La réponse n’est pas claire. Jusqu’en 2007, la situation juridique était simple: la responsabilité des hôpitaux publics vis-à-vis de leurs patients se déterminait selon les règles du droit public, et celle des hôpitaux privés s’établissait selon les règles du droit privé. Les cantons pouvaient inscrire des cliniques privées sur leurs listes d’hôpitaux et leur fournir un contrat de prestations fondé sur le droit de l’assurance maladie. En règle générale, ils ne leur octroyaient cependant pas de subventions.
Depuis la révision de la LAMal de 2007, tous les hôpitaux inscrits sur les listes reçoivent de l’argent des assurances maladie et des cantons, peu importe qu’ils soient publics ou privés. Soudainement, les cliniques privées inscrites sur les listes ont été subventionnées et ont, ainsi, effectué des tâches publiques. Dès lors, la question s’est posée de savoir si le droit de la responsabilité publique leur est applicable lorsqu’un patient est traité avec négligence.
Selon la théorie fonctionnelle (Funktionstheorie), le droit privé s’applique à l’accomplissement de tâches privées, et le droit public à l’accomplissement de tâches publiques. La doctrine n’est pas unanime sur la question du droit applicable aux hôpitaux privés inscrits sur des listes cantonales qui bénéficient de subventions publiques (lire à ce propos Regina Aebi-Müller, Walter Fellmann, Thomas Gächter, Bernhard Rütsche, Brigitte Tag, Arztrecht, Stämpfli, 2016, où la question est discutée au paragraphe 2).

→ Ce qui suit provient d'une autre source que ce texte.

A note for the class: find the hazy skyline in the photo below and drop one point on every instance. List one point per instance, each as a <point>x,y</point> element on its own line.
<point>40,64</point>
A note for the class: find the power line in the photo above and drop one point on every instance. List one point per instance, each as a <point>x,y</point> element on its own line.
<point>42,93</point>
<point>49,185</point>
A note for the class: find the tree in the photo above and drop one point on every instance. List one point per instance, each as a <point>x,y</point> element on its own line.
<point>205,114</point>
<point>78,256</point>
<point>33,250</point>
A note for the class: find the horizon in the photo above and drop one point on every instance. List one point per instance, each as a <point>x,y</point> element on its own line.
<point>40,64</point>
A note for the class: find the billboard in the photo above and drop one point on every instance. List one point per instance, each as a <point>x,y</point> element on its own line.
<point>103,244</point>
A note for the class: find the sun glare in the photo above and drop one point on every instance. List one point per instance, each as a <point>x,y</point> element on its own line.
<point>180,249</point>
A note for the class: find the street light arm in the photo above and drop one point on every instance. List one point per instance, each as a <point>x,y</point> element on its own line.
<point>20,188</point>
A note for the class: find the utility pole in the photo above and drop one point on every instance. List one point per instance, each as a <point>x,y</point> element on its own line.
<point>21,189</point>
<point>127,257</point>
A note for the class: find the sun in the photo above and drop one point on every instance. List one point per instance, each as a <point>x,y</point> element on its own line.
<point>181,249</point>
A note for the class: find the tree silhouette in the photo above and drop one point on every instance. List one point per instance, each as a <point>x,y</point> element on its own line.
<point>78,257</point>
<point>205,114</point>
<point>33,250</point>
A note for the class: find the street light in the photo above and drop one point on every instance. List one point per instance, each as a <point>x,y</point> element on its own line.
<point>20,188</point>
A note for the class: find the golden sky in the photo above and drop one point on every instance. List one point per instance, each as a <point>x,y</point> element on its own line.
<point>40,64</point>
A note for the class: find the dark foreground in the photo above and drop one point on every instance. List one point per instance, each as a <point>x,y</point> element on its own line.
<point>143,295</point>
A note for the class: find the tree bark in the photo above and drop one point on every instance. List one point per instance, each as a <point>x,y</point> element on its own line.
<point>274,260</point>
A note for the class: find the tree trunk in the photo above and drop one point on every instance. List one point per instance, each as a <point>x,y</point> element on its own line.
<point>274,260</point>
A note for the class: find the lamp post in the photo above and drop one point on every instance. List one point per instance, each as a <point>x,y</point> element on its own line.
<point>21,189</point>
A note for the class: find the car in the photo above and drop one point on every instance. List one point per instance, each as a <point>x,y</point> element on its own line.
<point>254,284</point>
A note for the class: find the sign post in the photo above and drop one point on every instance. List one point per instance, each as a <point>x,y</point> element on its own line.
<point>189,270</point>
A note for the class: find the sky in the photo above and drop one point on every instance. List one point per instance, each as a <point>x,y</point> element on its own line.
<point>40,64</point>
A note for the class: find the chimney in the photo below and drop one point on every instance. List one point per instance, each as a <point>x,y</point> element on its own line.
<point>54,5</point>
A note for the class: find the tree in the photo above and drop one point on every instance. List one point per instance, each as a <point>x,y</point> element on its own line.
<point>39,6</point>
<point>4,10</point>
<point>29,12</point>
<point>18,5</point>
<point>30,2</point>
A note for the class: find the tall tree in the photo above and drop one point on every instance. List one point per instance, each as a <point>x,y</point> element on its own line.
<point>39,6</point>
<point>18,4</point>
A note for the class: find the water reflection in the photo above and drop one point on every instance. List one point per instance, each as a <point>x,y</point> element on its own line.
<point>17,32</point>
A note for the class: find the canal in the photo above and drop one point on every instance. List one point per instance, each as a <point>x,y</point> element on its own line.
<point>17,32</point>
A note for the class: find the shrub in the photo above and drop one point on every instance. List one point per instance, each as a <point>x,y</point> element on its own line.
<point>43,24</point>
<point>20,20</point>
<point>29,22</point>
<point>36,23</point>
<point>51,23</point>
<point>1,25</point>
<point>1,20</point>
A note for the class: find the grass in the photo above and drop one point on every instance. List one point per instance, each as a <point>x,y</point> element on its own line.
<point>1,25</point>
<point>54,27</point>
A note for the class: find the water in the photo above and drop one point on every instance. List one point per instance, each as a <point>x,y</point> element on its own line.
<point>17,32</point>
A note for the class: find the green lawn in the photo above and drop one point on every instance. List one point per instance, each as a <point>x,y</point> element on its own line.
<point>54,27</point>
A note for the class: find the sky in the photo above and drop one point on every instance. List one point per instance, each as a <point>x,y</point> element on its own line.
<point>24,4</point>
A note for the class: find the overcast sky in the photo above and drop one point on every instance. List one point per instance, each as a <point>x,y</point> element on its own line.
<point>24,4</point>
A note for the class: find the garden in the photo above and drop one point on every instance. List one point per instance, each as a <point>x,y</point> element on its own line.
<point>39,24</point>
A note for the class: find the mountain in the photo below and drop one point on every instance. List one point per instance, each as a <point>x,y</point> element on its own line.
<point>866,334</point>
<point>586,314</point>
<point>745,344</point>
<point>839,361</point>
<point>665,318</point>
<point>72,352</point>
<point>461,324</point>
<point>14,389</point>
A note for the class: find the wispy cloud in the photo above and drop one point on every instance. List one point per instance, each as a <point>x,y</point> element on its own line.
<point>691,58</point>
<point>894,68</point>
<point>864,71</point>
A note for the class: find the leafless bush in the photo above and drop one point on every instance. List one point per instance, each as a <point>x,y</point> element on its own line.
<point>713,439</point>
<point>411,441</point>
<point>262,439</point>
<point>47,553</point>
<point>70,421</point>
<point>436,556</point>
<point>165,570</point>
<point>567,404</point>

Les professeurs Thomas Gächter et Bernhard Rütsche considèrent que le droit de la responsabilité publique est applicable, en se fondant sur la théorie fonctionnelle. A l’inverse, Regina Aebi-Müller, Walter Fellmann et Brigitte Tag estiment que le droit privé s’applique toujours aux hôpitaux privés.
Plusieurs arguments peuvent être avancés contre l’application d’un régime de responsabilité publique aux traitements dans les hôpitaux privés:
– l’application du droit privé dans les hôpitaux privés et du droit public dans les hôpitaux publics serait éprouvée et réalisable;
– l’application de la théorie fonctionnelle mènerait à des conséquences parfois absurdes, puisque seuls les traitements couverts par les cahiers des charges cantonaux seraient soumis à une responsabilité publique, à l’inverse des parties de traitements couvertes par une assurance complémentaire ou payées par les patients eux-mêmes. Le droit privé s’appliquerait aux diagnostics erronés de médecins agréés dans leur pratique privée, le droit public s’appliquerait aux erreurs de traitement dans le cadre du traitement ambulatoire, puis le droit privé serait de nouveau applicable aux erreurs dans le post-traitement (comme, par exemple, un manquement au devoir d’information thérapeutique);
– les critères classiques de séparation (critère de l’intérêt, de la subordination et de la sanction) mèneraient tous à l’application du droit privé dans les hôpitaux privés.
En tant qu’avocat de personnes lésées, je ne peux que donner raison à Aebi-Müller, Fellmann et Tag. La privatisation d’hôpitaux publics leur offre une plus grande marge de manœuvre, mais doit aussi, par conséquent, entraîner l’application des dispositions du droit privé de la responsabilité civile. L’application du droit public n’offre pas de valeur ajoutée aux personnes concernées, puisqu’une assurance devra de toute façon payer dans presque tous les cas.
L’application partielle du droit de la responsabilité publique dans les hôpitaux privés mène à plus d’insécurité juridique et rend encore plus difficile, pour les personnes lésées, la tâche de faire valoir leurs prétentions, peu importe qu’elles soient traitées dans le cadre d’une clinique privée ou d’un hôpital public. Il est souhaitable que la justice clarifie rapidement cette question.